Continuing the winning streak was Miss Teen USA, Kaliegh Garris, on April 28. Not only did Garris showcase her confidence with her naturally curly hair, but she also advocated for her own movement We Are People 1st, an organization that teaches people how to speak and treat others with disabilities. She even travels across states to promote her message that everyone should be treated with respect. 

About a week later on May 2, licensed attorney Cheslie Kryst was crowned Miss USA, becoming the third black woman to hold a top title in the pageant industry in 2019. Never before had there been three top titles held in unison by black-women.

Kryst is also a part of the non-profit Dress for Success, which provides women with tools for economic success like business education and professional attire. She also has her own blog White Collar Glam which is dedicated to dressing women for success. 

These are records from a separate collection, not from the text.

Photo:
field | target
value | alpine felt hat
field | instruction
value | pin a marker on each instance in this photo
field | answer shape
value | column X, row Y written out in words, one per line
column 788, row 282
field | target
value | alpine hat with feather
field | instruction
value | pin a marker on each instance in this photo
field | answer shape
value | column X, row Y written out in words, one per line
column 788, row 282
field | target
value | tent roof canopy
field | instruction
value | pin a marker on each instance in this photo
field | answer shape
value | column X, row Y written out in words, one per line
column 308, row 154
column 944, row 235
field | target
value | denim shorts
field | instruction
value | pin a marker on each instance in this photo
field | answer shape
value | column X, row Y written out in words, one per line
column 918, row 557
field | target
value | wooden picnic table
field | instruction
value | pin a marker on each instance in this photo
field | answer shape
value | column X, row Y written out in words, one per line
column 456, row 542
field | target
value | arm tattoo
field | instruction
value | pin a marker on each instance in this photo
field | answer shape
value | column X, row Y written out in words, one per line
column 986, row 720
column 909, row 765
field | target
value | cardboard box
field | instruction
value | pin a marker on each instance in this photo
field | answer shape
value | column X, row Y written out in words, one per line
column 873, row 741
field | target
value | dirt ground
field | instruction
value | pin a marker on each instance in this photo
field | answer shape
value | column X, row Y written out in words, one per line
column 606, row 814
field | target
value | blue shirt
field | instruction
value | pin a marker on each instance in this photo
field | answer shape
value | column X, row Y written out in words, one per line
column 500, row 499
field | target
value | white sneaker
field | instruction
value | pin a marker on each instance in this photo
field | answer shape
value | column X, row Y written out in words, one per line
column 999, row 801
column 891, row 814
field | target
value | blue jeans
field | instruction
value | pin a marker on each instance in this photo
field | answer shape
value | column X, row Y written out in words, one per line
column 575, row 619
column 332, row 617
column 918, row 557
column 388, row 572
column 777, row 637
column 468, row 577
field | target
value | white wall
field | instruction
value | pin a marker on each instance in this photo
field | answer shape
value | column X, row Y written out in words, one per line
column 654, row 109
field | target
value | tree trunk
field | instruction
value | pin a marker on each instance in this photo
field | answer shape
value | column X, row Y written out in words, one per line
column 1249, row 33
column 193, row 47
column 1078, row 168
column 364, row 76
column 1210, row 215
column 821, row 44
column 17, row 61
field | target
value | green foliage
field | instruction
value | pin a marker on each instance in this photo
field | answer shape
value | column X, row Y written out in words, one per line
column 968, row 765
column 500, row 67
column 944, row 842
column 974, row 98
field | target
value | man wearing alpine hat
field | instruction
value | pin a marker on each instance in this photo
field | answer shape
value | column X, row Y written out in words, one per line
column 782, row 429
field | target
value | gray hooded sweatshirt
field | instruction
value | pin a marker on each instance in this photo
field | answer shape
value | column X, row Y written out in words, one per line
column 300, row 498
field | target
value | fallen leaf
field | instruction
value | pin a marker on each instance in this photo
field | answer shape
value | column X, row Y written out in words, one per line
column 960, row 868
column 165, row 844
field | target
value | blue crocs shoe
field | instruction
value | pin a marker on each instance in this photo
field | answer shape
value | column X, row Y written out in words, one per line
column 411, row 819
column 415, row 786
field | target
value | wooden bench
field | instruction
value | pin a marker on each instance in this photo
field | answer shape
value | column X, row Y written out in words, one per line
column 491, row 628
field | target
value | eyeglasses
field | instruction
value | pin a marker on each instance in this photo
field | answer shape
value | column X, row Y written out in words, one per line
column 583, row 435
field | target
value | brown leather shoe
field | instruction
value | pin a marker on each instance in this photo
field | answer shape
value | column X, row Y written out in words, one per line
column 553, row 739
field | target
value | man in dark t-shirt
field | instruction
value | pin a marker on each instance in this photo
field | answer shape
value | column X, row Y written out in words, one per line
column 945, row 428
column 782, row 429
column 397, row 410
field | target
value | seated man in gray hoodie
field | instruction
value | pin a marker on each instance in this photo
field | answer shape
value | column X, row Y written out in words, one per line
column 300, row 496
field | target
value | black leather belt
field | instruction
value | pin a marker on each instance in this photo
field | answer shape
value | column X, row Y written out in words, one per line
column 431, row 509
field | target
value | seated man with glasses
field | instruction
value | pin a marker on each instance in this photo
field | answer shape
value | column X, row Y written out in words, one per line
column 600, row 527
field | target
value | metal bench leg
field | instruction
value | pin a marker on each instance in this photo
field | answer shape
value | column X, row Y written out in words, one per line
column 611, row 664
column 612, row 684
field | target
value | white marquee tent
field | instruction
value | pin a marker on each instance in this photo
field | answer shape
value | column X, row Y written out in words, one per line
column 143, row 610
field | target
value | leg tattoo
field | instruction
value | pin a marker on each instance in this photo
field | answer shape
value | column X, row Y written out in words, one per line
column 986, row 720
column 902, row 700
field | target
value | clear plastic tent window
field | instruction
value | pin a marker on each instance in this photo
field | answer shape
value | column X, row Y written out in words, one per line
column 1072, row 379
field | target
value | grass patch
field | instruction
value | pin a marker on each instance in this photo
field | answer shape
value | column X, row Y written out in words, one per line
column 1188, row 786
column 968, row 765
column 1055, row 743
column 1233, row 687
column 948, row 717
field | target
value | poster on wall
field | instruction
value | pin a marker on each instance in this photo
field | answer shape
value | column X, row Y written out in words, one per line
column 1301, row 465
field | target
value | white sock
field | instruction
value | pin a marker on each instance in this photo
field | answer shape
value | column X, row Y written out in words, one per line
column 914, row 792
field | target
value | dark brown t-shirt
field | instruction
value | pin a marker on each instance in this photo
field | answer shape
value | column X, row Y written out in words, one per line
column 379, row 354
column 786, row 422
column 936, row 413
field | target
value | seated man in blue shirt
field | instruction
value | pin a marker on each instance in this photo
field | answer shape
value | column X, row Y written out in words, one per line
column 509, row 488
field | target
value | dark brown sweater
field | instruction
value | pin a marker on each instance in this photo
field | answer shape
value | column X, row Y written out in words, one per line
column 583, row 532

At the beginning of last month on Dec. 8, the historical streak continued when Zozibini Tunzi was crowned Miss Universe. Tunzi is a proud advocate for natural beauty as well as for gender equality and for employment in young South-Africans.

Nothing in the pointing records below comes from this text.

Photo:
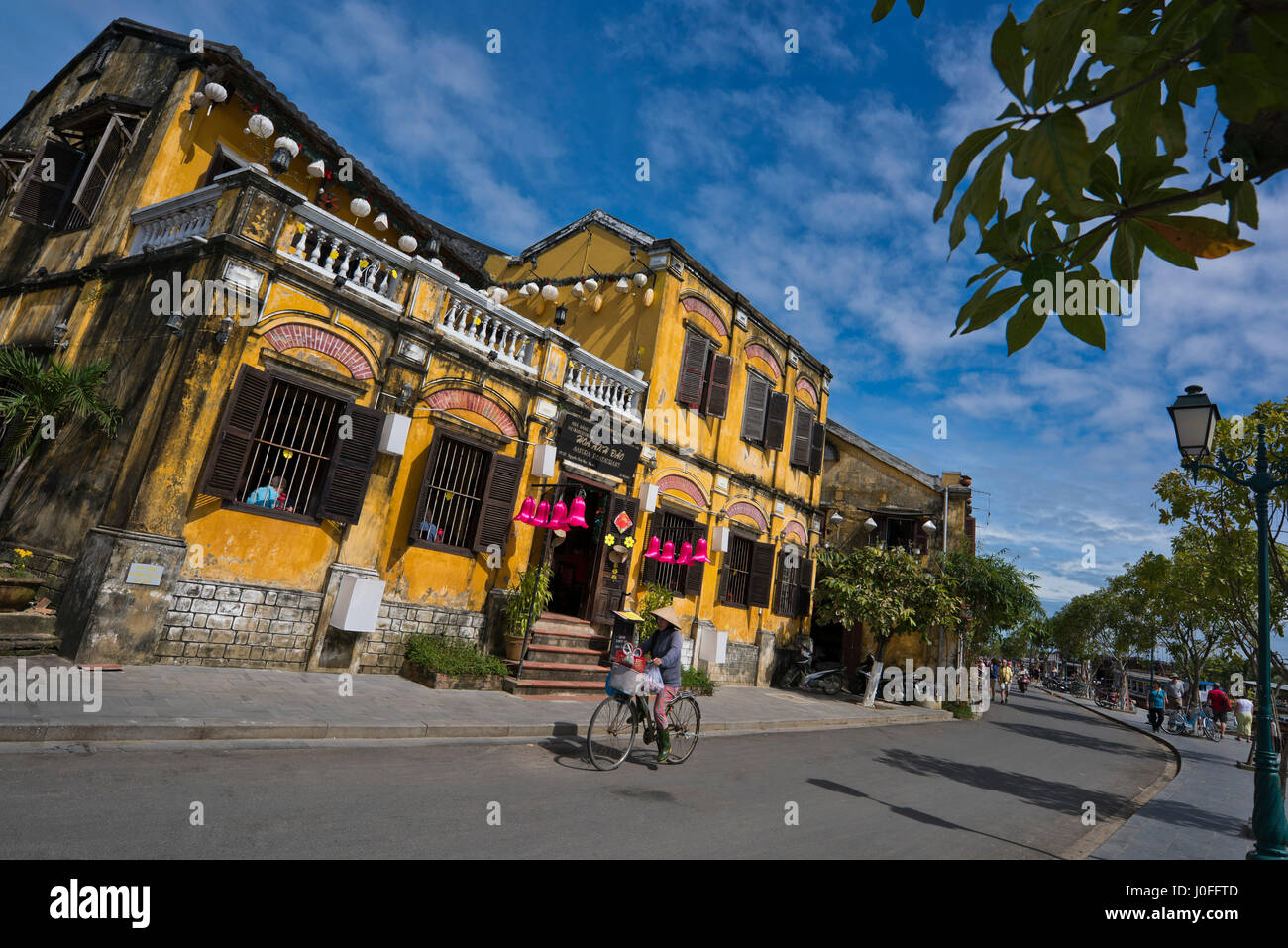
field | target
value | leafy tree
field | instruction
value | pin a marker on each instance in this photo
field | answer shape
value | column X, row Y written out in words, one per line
column 1140, row 65
column 39, row 399
column 889, row 590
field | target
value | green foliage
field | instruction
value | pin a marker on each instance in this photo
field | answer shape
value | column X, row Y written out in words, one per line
column 450, row 656
column 1141, row 67
column 527, row 599
column 37, row 390
column 697, row 681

Her social media promotes causes like “HeForShe,” an organization where all genders stand up for women to create a gender-equal world, and the “LGP Group,” which helps unemployed South-Africans gain the tools they need to be a part of the employed world. 

Concluding an astounding year of wins for black women, Toni-Ann Singh was crowned Miss World on Dec. 14. Singh’s ambitions are to become a medical doctor to help and treat all kinds of people. She is ready to use her platform to promote important causes that have to do with mental and physical health which go hand-in-hand with her aspiring career.  

An interview with three of the pageant winners. (YouTube/CNN)

Shockingly it has only been 18 years since the first black-woman won Miss World, so the diversity shown in the top five titleholders is a proud moment that shows beauty is not one defined standard. Beauty isn’t a defined skin color, it’s not one defined hair color, it’s not one defined eye color, it’s universal and it’s about time the world recognizes that. 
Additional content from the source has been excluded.